If you told us these were rejected Mega Man robot master names, we would have believed you.
We refer to, of course, the infamous The End sniper battle in Metal Gear Solid 3. And you can adjust your PS2 clock to speed up time so he croaks quick.
We’ll have to admit: that is pretty damn clever. Alongside the Psycho Mantis memory card-reading shenanigans and the clever use of a lighter and an aerosol can in Metal Gear 2’s climax, Kojima sure can make seemingly-innocuous boss fights all the more entertaining.
While we’re on boss battles, how can you not be impressed with how epic MGS3‘s final fight was?
Sung by the lovely Donna Burke.
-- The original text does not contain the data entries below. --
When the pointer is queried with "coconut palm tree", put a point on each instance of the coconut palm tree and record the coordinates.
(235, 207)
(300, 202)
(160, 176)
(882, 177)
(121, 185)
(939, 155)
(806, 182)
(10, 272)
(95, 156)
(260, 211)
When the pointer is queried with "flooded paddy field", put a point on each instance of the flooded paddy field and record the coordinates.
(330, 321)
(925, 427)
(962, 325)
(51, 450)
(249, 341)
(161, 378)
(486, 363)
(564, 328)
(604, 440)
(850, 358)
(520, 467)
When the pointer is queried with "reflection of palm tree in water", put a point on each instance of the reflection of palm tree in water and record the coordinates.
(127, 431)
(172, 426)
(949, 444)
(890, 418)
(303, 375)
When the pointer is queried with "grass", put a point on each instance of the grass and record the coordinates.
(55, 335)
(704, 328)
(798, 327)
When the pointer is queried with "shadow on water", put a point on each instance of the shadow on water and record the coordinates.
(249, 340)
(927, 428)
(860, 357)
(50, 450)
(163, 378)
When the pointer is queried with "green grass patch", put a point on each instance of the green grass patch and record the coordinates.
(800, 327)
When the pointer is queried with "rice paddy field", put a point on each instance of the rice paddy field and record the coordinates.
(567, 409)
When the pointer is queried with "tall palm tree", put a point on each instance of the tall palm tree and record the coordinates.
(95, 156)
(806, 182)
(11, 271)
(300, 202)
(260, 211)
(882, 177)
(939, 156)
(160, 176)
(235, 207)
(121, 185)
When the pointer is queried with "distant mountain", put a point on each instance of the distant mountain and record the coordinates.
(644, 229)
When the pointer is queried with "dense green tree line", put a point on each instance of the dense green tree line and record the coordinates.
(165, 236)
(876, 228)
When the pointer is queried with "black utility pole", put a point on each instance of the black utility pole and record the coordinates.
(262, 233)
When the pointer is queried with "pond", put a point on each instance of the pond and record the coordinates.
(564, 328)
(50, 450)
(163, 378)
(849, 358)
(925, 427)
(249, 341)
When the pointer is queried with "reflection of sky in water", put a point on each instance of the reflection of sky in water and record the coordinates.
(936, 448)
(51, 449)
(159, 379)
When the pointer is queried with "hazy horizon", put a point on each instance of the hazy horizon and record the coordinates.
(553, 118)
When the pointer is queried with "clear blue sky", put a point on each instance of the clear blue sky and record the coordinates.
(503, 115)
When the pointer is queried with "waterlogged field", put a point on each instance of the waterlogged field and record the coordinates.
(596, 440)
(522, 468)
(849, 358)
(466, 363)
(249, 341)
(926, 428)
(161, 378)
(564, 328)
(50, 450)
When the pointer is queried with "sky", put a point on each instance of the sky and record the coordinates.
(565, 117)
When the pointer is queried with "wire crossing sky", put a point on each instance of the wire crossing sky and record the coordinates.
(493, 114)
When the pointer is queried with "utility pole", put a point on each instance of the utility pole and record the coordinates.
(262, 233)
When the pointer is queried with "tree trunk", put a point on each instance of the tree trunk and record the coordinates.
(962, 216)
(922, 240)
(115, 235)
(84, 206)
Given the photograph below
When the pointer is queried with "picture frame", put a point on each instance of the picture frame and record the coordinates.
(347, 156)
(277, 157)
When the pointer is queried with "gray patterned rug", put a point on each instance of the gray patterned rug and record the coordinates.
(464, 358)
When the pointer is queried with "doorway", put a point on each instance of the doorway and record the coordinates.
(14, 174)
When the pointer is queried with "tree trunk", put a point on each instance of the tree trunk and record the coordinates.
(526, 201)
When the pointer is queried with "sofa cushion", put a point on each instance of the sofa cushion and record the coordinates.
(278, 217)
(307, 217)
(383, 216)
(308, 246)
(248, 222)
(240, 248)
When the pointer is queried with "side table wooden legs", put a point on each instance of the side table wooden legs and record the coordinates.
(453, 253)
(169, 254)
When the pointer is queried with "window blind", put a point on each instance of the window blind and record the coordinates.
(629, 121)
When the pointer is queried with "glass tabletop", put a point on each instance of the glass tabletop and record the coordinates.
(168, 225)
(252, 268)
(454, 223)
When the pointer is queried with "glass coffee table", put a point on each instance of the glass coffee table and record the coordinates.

And holy crap it was awesome.
Not only did Hideo Kojima entrusted PlatinumGames and producer Atsushi Inaba to create Metal Gear Rising: Revengeance, the best Metal Gear spin-off since forever, but also the final battle between superninja Raiden, Metal Gear EXCELSUS, and an American senator.
Throughout this day, we have yet to find a climactic equivalent that rivals this moment; Legend of Zelda: Ocarina of Time and Bayonetta’s final fight comes close. It is that good, and we should give credit to Kojima for allowing this to happen.
Short-lived as it was, the P.T. demo was a godsend that blindsided many gamers. It’s unnerving, it’s creepy, it’s atmospheric, and it’s a great tease to what could have been.
Never mind the fact that the original Silent Hill team has disbanded eons ago and he had to take up the mantle, but it’s sad that we will never see a full-fledged Silent Hill game with a different creator.
Quiet, the game’s sniper buddy you recruit in Metal Gear Solid V, dresses skimpily because she breathes through her skin. So if she wore more clothes it would literally suffocate her. This is because the parasites (the game’s “nanomachines”) made her that way, and also render her speechless.
Sure, whatever you say to justify you having her take showers in a male gazing fashion, guys.
From the Metal Gear cover portraying Snake as Michael Biehn to putting in Japanese gravure models into Metal Gear Solid 3, Kojima is no stranger in placing his stamp and sensibilities in his works and attempts to justify it. A number of the game’s codec calls revolve around Kojima’s thoughts on particular fads in the game’s era or just political views told through in-game dialogue.
We’re not sure if it’s his way of saying “hey fans, please get some culture outside of video games with these nods to things I like”, or some elaborate way to advertise things to us in-game, or it’s just Kojima misusing his platform.
I mean, imagine if he uses his auteur status to make us believe that Monster energy drinks will help in a main character’s mission to reconnect society.